The present experiments demonstrate the first example for an inhibitory link between muscarinic receptors and histamine release. As already outlined above, a facilitatory link between acetylcholine and histamine release has repeatedly been shown. For example, histamine release from rat isolated peritoneal mast cells is facilitated by acetylcholine (10). The facilitatory effect occurred in a similar concentration range (0.01 to 1 nmol/L) as the inhibitory effect observed in the present study. To explain the opposite effects one has to consider that peritoneal mast cells and mucosal airway mast cells represent two different cell populations exhibiting morphologic and biochemical heterogeneity (15). A facilitatory effect of acetylcholine was found with mast cells originating from the peritoneal cavity, lung parenchyma, and glandular tissue. In the present experiments, however, mast cells of the mucosal type have been investigated. Thus, acetylcholine regulates the releasability of both mast cell populations differently: acetylcholine inhibits the releasability of airway mucosal mast cells but facilitates the releasability of connective tissue mast cells.

At this stage of research one can only speculate about the intracellular mechanisms by which muscarinic receptors mediate such a profound inhibition of the secretory histamine release. Phospholipase C activation, increased calcium and activation of GTP-proteins trigger exocytotic histamine release. Acetylcholine inhibited the calcium ionophore-induced histamine release. Thus, the inhibitory signal must operate downstream the calcium signal. Recent progress in illuminating the role of GTP-proteins has shown that at least one heterotrimeric G protein (Gi3) expressed in mast cell membrane and one small GTP-protein of the Rab family appear to be involved in membrane fusion and exocytosis (28). Probably, inhibitory muscarinic receptors may interfere with the GTP-binding proteins and therewith reduce releasability. The inhibitory effect was strongly restricted to the stimulated histamine release, whereas the spontaneous release was not affected. This pattern indicates that muscarinic receptors trigger a rather specific signal to inhibit stimulated exocytotic histamine release only.

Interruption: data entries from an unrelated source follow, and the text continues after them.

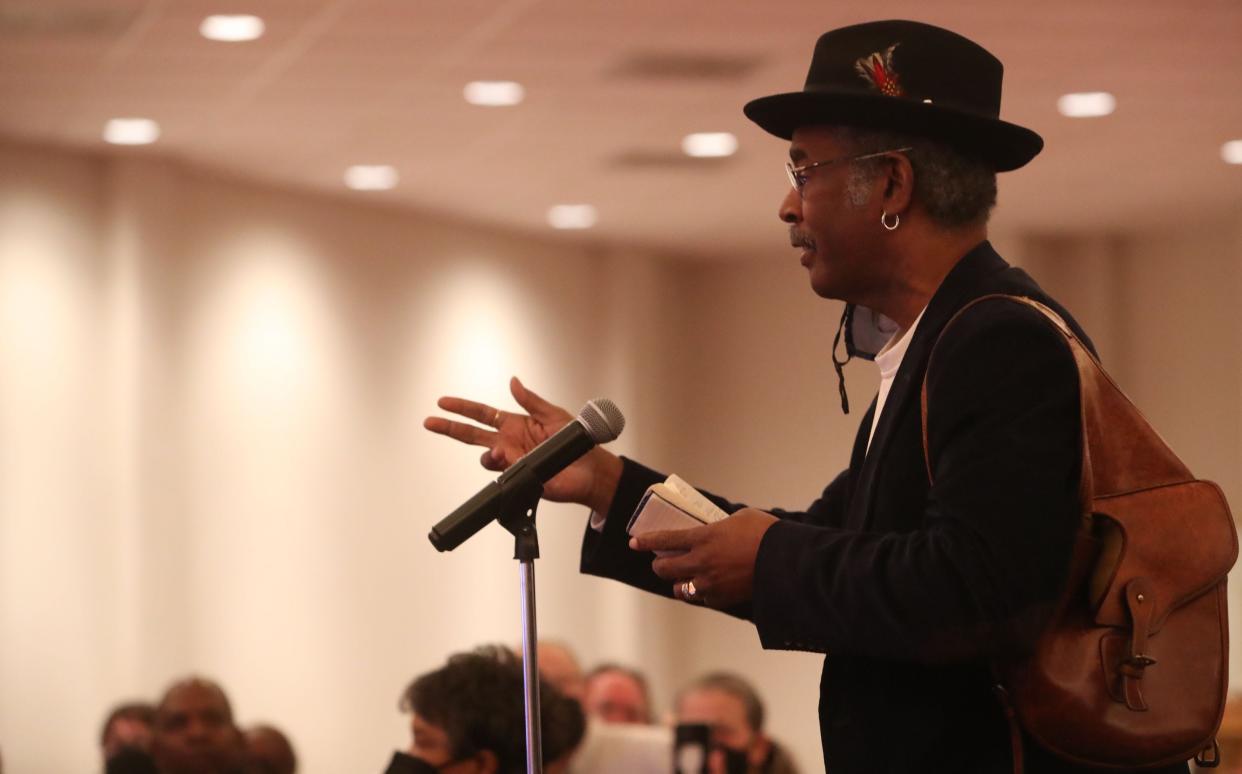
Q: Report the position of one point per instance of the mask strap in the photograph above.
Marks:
(837, 364)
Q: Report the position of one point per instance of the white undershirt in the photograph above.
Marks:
(889, 359)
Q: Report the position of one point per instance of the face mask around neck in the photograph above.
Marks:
(866, 333)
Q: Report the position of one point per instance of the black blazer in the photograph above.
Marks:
(908, 588)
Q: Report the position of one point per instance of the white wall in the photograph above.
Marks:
(211, 455)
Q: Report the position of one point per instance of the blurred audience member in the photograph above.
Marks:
(468, 717)
(128, 726)
(194, 731)
(616, 695)
(734, 712)
(270, 751)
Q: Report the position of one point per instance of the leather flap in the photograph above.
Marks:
(1180, 537)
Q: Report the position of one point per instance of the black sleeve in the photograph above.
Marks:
(606, 553)
(997, 526)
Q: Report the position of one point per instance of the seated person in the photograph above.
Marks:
(270, 751)
(468, 717)
(128, 726)
(732, 708)
(194, 731)
(616, 695)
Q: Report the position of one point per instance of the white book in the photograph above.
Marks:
(673, 505)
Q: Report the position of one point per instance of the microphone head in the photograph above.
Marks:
(602, 420)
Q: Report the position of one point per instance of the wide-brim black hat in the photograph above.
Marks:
(907, 77)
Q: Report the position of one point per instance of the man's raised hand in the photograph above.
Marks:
(507, 436)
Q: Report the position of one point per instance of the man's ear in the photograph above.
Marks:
(898, 183)
(760, 747)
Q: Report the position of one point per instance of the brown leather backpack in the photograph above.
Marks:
(1132, 670)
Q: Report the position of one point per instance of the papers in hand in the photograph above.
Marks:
(673, 505)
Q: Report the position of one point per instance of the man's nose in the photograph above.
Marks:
(791, 206)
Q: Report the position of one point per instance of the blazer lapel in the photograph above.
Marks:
(954, 291)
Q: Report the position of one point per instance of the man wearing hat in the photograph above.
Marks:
(912, 589)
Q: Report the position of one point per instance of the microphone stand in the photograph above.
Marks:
(518, 516)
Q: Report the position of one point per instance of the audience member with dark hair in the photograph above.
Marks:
(270, 751)
(732, 708)
(195, 732)
(128, 726)
(616, 695)
(468, 717)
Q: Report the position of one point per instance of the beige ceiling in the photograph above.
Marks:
(611, 87)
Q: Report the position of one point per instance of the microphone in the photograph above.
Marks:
(598, 423)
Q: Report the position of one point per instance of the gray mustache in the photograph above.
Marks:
(800, 240)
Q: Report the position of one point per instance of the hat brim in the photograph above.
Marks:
(1000, 143)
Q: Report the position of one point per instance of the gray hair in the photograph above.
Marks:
(955, 189)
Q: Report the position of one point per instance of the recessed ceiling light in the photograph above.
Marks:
(709, 144)
(1087, 104)
(1232, 152)
(131, 132)
(493, 93)
(231, 27)
(573, 216)
(371, 177)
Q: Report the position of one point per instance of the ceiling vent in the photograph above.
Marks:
(677, 65)
(640, 158)
(55, 19)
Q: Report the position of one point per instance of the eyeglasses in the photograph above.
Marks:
(797, 174)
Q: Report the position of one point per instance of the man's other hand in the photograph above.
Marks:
(717, 562)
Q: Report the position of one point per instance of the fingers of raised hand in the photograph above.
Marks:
(688, 591)
(461, 431)
(542, 410)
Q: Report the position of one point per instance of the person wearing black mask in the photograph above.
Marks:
(732, 710)
(467, 717)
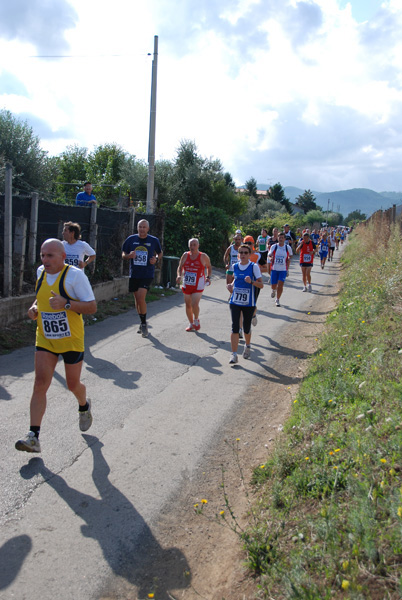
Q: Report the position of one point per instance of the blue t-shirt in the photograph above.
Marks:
(243, 292)
(145, 249)
(83, 199)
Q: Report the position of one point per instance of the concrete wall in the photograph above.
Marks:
(15, 308)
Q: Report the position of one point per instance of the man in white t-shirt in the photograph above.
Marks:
(76, 250)
(280, 255)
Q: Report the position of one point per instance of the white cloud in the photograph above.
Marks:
(290, 91)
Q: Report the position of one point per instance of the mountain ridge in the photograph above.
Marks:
(346, 201)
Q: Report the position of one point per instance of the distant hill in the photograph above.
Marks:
(346, 201)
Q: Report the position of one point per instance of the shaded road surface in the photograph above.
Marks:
(82, 512)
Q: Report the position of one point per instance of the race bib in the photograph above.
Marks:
(241, 296)
(55, 325)
(234, 260)
(72, 261)
(141, 258)
(190, 278)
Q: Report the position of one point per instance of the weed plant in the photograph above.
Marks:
(334, 481)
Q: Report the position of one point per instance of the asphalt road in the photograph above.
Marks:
(81, 513)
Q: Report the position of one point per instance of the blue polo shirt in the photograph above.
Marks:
(83, 199)
(145, 249)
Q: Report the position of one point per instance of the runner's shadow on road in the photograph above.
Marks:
(110, 371)
(12, 556)
(127, 542)
(209, 363)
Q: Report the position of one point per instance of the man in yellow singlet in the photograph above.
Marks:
(63, 295)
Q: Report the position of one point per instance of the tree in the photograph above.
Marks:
(71, 168)
(105, 171)
(20, 146)
(277, 193)
(306, 201)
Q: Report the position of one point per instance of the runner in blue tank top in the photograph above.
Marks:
(247, 277)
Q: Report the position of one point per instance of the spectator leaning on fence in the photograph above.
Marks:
(85, 198)
(76, 250)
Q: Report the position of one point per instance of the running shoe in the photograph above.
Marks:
(30, 444)
(85, 418)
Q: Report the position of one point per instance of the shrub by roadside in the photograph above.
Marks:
(328, 521)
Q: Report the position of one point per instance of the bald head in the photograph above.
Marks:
(52, 255)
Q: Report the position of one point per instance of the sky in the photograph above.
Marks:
(307, 93)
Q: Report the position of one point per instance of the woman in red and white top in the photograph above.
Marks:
(306, 247)
(194, 264)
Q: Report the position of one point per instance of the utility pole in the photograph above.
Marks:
(152, 127)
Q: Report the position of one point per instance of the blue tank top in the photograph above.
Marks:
(243, 293)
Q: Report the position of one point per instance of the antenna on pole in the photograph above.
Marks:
(152, 128)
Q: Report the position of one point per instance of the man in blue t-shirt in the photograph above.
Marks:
(143, 251)
(85, 198)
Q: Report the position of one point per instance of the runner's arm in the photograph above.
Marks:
(226, 257)
(180, 267)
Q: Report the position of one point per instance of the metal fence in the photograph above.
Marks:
(33, 221)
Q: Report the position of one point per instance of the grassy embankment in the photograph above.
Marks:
(22, 334)
(328, 521)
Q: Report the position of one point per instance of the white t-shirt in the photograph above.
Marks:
(76, 283)
(281, 254)
(76, 252)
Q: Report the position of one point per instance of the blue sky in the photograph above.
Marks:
(304, 92)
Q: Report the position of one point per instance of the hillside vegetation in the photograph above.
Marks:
(328, 520)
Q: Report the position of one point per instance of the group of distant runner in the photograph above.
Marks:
(64, 294)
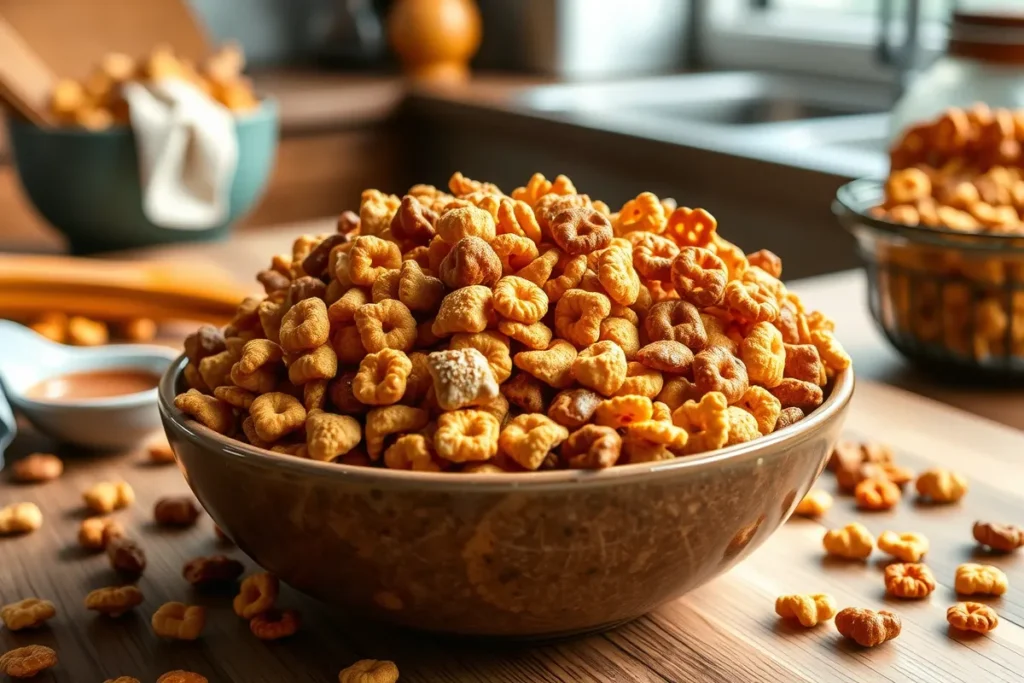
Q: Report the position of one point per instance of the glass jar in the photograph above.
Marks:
(984, 62)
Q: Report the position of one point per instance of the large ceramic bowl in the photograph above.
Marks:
(539, 554)
(86, 183)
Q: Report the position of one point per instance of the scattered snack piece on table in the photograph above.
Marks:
(911, 581)
(178, 621)
(972, 616)
(1001, 538)
(274, 624)
(28, 613)
(19, 518)
(370, 671)
(176, 511)
(96, 532)
(27, 662)
(443, 331)
(866, 627)
(114, 600)
(941, 485)
(980, 580)
(809, 609)
(36, 468)
(906, 547)
(815, 504)
(851, 542)
(877, 495)
(107, 497)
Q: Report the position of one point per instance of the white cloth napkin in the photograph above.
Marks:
(187, 153)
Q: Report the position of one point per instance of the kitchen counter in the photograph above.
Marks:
(726, 631)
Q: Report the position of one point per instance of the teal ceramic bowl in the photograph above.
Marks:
(86, 183)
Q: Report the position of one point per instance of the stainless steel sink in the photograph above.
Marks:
(834, 126)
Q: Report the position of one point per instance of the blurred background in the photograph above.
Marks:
(757, 110)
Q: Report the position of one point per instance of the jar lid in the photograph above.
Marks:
(988, 36)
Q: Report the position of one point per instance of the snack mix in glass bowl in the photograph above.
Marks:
(473, 331)
(944, 241)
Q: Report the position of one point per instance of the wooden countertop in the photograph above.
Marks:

In conclusion, the present experiments have shown that the release of histamine evoked from human isolated conducting bronchi is strongly inhibited by acetylcholine via stimulation of muscarinic receptors. Endogenous acetylcholine, originating possibly from epithelial cells, can stimulate these receptors to inhibit mucosal mast cell function. We propose that the cross-talk between epithelial cells and mucosal mast cells represents an important communication to limit mast cell activation and mediator release in human airways and to maintain mucosal homeostasis.